Na família Magnani os gastos são dobrados e a dedicação dos irmãos não é menor. Mesmo sem planos de ser jogador profissional, Vitor, 10 anos, encarou os treinos na última temporada cursando a escola em período integral. "Ia direto para o treino e ficava até a noite", lembra. "Estávamos nos esforçando bastante para conseguir as vagas e fomos melhorando torneio a torneio."

Foi a evolução que empolgou Caio, 14 anos. "No começo não esperava muito. Fomos à primeira etapa do Brasileiro e o nível era muito alto, mas fui diminuindo a diferença." No final, venceu uma etapa (Brasília) e ficou em segundo no ranking nacional. "Quero ser profissional. Não vai ser moleza, tem de batalhar muito."

Giovanna, 11 anos, abriu mão do tênis para praticar squash e em seis meses garantiu a vaga em Belo Horizonte, fechando o ano como vice-campeã brasileira em sua categoria. "Estou ansiosa e também com medo para o Sul-Americano", diz empolgada para sua primeira competição internacional.

Responsáveis pelo treinamento do grupo, os técnicos Gambini e Raquel Del Corto estão otimistas. "Argentina e Colômbia são os grandes nomes da América do Sul", lembra Raquel. Sete países estão inscritos.

EM BUSCA DE APOIO - Praticar squash não é barato. O custo médio de uma raquete é R$ 300, a hora/aula sai, em média, R$ 60, e um par de tênis adequado ao esporte, R$ 200. "Queremos um parceiro para montar um trabalho social e fazer mais crianças conhecerem este esporte. Tem muita gente perdida por aí com talento", destaca Raquel.

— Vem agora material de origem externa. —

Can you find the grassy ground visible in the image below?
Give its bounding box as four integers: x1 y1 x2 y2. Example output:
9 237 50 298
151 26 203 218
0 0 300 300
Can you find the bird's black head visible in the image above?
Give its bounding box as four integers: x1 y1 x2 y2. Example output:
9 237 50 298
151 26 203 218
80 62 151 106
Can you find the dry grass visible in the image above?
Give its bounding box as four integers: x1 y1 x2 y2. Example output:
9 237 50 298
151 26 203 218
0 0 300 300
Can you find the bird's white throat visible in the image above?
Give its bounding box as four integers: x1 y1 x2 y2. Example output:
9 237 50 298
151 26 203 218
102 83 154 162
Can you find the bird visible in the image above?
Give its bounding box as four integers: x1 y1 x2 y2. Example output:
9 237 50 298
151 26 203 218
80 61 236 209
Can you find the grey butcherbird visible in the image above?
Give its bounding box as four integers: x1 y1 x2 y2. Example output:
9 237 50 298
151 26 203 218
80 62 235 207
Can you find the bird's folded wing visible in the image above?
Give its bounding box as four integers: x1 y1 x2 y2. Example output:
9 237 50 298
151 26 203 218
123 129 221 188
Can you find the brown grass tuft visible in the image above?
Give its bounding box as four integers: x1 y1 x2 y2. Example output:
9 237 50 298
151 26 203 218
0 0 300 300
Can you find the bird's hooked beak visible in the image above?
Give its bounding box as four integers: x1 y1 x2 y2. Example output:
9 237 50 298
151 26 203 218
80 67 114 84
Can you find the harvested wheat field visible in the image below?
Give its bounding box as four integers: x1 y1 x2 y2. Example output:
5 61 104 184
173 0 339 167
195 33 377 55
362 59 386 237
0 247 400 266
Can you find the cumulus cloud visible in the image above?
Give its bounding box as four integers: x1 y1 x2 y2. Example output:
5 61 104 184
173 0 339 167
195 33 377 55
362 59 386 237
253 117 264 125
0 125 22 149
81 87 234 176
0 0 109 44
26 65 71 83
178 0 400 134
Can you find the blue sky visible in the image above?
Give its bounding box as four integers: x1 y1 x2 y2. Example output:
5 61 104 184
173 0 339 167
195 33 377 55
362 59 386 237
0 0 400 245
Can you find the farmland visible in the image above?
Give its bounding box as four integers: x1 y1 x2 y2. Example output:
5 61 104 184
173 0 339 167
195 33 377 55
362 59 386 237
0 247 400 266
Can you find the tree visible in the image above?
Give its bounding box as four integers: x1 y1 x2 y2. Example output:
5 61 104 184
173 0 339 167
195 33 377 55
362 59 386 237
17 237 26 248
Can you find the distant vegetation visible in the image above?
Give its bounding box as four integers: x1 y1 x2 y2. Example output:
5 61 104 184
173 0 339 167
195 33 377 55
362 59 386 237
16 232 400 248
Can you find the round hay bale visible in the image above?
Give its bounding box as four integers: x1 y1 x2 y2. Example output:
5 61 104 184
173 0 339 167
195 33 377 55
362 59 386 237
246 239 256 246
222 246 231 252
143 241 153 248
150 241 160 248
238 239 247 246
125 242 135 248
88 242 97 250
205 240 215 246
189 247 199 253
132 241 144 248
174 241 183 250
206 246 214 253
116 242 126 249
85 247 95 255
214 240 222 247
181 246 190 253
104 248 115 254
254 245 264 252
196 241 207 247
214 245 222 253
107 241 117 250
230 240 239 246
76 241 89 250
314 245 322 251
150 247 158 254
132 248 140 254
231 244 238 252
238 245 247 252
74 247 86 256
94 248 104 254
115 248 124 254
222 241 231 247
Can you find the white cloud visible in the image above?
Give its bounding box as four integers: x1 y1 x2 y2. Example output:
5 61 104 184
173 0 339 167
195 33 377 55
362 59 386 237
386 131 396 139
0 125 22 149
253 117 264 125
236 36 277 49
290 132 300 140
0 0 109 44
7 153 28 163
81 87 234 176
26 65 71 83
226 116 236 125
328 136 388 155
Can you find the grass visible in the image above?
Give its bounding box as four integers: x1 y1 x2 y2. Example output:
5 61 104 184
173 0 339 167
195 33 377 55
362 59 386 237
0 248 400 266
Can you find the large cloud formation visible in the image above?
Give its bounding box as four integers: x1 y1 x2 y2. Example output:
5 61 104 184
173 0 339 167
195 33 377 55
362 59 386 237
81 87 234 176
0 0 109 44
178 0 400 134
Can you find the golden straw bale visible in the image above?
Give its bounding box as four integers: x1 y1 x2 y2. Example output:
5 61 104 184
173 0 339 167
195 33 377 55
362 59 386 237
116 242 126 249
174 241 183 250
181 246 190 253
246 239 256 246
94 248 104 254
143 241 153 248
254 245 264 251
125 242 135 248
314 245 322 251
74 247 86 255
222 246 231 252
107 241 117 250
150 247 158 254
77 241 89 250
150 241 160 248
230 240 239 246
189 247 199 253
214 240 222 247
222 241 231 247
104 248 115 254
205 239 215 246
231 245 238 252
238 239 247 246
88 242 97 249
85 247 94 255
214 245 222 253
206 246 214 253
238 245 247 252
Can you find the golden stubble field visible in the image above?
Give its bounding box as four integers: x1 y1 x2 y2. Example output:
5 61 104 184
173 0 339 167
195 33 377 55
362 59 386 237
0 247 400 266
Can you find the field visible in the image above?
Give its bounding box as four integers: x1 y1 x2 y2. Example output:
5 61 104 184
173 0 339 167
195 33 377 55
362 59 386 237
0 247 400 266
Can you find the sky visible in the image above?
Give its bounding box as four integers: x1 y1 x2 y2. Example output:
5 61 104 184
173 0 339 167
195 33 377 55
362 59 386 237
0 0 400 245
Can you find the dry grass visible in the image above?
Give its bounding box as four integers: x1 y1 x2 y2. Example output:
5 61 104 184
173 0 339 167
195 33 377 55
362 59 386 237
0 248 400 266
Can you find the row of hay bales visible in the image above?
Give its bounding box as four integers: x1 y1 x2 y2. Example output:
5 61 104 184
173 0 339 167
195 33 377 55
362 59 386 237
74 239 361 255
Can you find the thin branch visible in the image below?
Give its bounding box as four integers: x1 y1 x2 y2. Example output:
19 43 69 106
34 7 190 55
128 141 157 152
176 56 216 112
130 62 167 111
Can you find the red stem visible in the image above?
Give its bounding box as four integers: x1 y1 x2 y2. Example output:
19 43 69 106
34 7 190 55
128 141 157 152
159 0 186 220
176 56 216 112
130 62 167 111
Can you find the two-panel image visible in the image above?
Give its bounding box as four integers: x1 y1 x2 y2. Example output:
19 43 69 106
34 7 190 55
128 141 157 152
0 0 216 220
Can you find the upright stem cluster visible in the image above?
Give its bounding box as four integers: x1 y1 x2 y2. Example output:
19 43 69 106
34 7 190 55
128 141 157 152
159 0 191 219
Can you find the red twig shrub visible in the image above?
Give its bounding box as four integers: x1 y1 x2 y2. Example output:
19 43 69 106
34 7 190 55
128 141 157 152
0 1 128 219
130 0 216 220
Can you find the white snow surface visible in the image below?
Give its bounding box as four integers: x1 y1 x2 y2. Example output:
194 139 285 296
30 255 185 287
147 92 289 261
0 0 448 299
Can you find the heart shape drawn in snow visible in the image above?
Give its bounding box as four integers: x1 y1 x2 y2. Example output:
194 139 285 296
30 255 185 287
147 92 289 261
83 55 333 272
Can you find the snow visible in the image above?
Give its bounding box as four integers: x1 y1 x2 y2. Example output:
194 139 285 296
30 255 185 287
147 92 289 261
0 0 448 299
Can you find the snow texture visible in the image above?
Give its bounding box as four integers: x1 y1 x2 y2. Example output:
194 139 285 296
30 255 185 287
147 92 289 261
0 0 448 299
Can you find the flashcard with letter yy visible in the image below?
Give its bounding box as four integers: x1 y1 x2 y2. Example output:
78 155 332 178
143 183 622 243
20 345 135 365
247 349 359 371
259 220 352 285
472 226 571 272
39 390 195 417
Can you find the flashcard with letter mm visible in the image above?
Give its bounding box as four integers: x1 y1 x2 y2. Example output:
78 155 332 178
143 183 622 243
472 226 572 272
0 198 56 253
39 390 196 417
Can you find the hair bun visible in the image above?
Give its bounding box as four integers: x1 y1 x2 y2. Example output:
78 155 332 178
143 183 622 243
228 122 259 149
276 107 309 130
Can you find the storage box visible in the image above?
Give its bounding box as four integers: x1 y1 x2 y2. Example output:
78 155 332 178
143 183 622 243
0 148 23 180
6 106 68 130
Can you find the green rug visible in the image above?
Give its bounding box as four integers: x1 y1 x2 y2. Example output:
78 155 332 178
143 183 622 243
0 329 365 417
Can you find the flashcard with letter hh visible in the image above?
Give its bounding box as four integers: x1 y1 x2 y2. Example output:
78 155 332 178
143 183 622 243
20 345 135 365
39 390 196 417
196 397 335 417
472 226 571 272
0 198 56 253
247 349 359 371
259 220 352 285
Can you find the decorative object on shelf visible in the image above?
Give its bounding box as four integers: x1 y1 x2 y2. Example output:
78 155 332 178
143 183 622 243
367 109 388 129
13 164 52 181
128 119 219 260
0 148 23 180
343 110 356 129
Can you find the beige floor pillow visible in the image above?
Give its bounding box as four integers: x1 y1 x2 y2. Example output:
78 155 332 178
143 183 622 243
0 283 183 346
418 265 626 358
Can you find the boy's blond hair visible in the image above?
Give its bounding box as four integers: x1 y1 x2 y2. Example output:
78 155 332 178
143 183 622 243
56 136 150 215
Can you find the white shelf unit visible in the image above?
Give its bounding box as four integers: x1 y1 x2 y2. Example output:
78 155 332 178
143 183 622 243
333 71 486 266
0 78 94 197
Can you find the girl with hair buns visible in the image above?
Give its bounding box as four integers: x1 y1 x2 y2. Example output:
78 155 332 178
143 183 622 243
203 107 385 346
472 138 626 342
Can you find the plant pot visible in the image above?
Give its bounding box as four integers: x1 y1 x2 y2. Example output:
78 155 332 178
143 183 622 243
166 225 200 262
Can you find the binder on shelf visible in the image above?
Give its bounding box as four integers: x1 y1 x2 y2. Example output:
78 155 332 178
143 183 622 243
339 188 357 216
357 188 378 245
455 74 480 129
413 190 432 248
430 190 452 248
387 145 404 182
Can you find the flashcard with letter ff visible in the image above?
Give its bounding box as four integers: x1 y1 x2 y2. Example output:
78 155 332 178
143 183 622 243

Associação investe para ser potência no esporte

Local de treinamento do grupo que disputa o Sul-Americano Juvenil de Squash, a Associação dos Servidores Públicos Municipais de Santo André aposta no crescimento da modalidade na região. Em novembro, iniciou a construção de três novas quadras em sua sede.

A obra, orçada em R$ 250 mil e bancada pela FIG Incorporadora e Construtora Ltda, tem previsão de entrega em fevereiro e foi realizada para adequar a instalação a competições mais importantes.

Construídas em dimensões oficiais, as quadras terão piso de madeira certificada e sistema de amortecimento flutuante, atendendo ao padrão estabelecido pela Confederação Brasileira da modalidade. O local também terá vestiários masculino e feminino.

De acordo com o diretor de marketing da Associação, Ronaldo Musial, o objetivo é trazer etapas de diversos circuitos para o local, estimulando a prática do squash. "A Associação está aberta para todas as modalidades", explica. "Queremos mostrar que não é só vôlei, basquete e futebol, há muitos esportes (no programa dos Jogos) Pan-Americanos que têm potencial. Santo André já foi imbatível em muitas modalidades no passado e queremos viabilizar este projeto para resgatar esta história."

No ano passado, o grupo criou o Circuito de Squash do ABC. Agora, sonha com uma etapa do Paulista e até do Brasileiro. Em agosto, já está confirmada uma das etapas do Circuito Regional.

O projeto, afirma Musial, é de longo prazo. "Estamos conversando com patrocinadores para conseguir novos apoios. Hoje lançamos a semente e vamos divulgar o squash para novos atletas. Temos dez anos de exploração (da quadra) fechados e queremos investir nisto. Nosso projeto não é só construir as quadras, mas fazer com que Santo André vire uma potência no squash."